Na sede do CAA, eles conheceram outros aspectos da atuação da instituição, criada em 1989, com povos e comunidades tradicionais de 26 municípios, distribuídos entre os biomas cerrado, caatinga e mata seca. Nesse contexto, etnias indígenas, quilombolas, geraizeiros⁴, caatingueiros, entre outros, trabalham em parceria com a organização, cuja equipe é composta por representantes de povos e comunidades tradicionais e técnicos de diversas áreas. “Nosso foco é o incentivo para a agroecologia com o fortalecimento dos povos e comunidades tradicionais, lutando contra um sistema insustentável, que rouba as terras da população, destrói o meio ambiente e ameaça a sociedade”, explicou Alvaro Carrara, diretor do CAA.

Francileia Paula de Castro, educadora do programa da FASE no Mato Grosso, lembrou que intercâmbios como estes também são importantes devido a conjuntura política em curso, onde muitos cortes de orçamento e retrocessos socioambientais estão sendo efetuados pelo governo interino.
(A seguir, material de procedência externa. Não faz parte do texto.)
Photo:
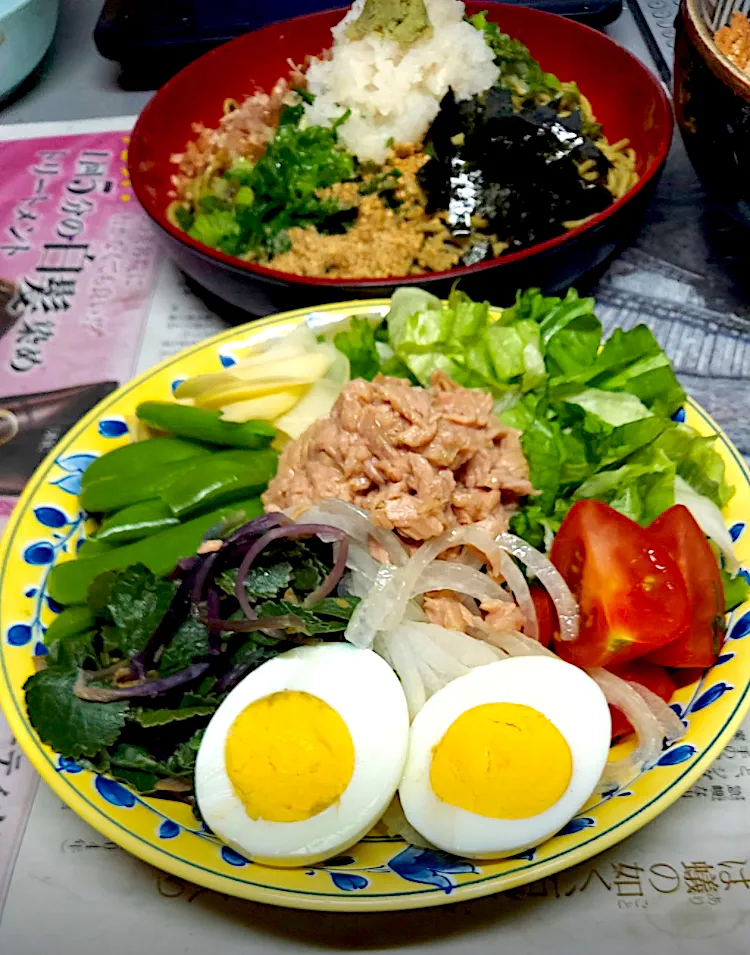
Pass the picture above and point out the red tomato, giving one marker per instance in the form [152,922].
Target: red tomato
[699,643]
[630,592]
[653,677]
[546,614]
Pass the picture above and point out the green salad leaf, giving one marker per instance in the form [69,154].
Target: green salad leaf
[71,726]
[187,646]
[136,602]
[595,417]
[360,347]
[157,737]
[313,620]
[160,717]
[251,208]
[260,581]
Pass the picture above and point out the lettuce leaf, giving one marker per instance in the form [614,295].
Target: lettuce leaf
[595,416]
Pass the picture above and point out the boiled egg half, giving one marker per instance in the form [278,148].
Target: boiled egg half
[502,758]
[304,755]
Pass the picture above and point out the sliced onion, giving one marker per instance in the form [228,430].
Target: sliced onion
[326,532]
[427,657]
[649,729]
[550,577]
[709,518]
[357,524]
[468,650]
[401,657]
[520,590]
[384,610]
[451,575]
[673,726]
[513,643]
[396,824]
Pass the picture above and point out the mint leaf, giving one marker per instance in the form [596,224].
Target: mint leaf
[160,717]
[189,645]
[182,761]
[127,756]
[736,590]
[136,603]
[260,581]
[310,622]
[256,649]
[75,650]
[340,607]
[359,346]
[307,575]
[70,726]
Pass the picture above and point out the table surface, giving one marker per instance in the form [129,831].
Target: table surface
[686,276]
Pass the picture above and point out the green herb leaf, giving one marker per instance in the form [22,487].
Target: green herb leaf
[160,717]
[359,345]
[189,645]
[75,650]
[71,726]
[340,607]
[736,590]
[260,581]
[256,649]
[127,756]
[141,782]
[310,622]
[182,761]
[137,602]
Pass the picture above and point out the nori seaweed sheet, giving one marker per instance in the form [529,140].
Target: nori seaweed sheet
[517,168]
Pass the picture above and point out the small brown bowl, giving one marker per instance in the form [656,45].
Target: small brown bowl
[626,97]
[712,104]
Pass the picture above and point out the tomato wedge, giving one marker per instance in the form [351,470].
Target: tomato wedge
[653,677]
[546,614]
[699,643]
[630,592]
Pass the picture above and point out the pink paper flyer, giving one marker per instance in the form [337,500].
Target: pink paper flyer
[77,269]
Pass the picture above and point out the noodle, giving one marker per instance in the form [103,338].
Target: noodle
[400,235]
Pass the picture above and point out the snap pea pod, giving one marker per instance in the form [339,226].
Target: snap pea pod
[117,491]
[69,582]
[91,547]
[224,477]
[72,621]
[136,521]
[201,424]
[132,459]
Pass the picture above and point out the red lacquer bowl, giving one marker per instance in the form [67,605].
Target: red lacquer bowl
[626,98]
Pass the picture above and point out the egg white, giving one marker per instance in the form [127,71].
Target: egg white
[563,693]
[365,692]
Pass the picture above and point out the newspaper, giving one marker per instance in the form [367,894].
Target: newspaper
[676,886]
[87,300]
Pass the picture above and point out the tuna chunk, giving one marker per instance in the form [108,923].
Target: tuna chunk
[420,460]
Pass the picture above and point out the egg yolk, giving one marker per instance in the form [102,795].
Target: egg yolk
[289,756]
[503,761]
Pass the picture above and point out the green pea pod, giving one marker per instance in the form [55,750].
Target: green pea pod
[136,522]
[91,547]
[135,458]
[69,582]
[200,424]
[121,490]
[224,477]
[72,621]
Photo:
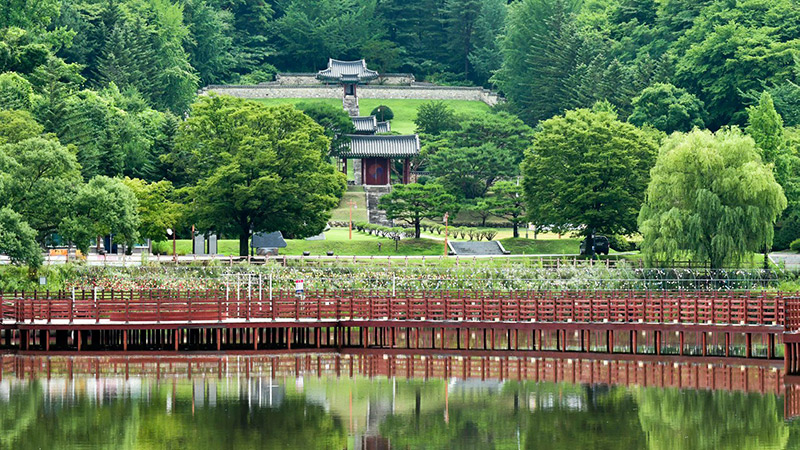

O próprio CAA reduziu a equipe por causa da instabilidade política. Nesse contexto, o intercâmbio permitiu criar novas alianças para a agroecologia, estabelecendo laços de amizade e parceria entre agricultoras e agricultores familiares.

[1] Edição de matéria do Gias.

[2] Instrumento feito de madeira que permite a determinação das diferenças de nível e a marcação de curvas de nível.

[3] Conhecido em Mato Grosso como bocaiuva ou chiclete cuiabano.

[4] Povo tradicional que vive nos cerrados do norte de Minas Gerais.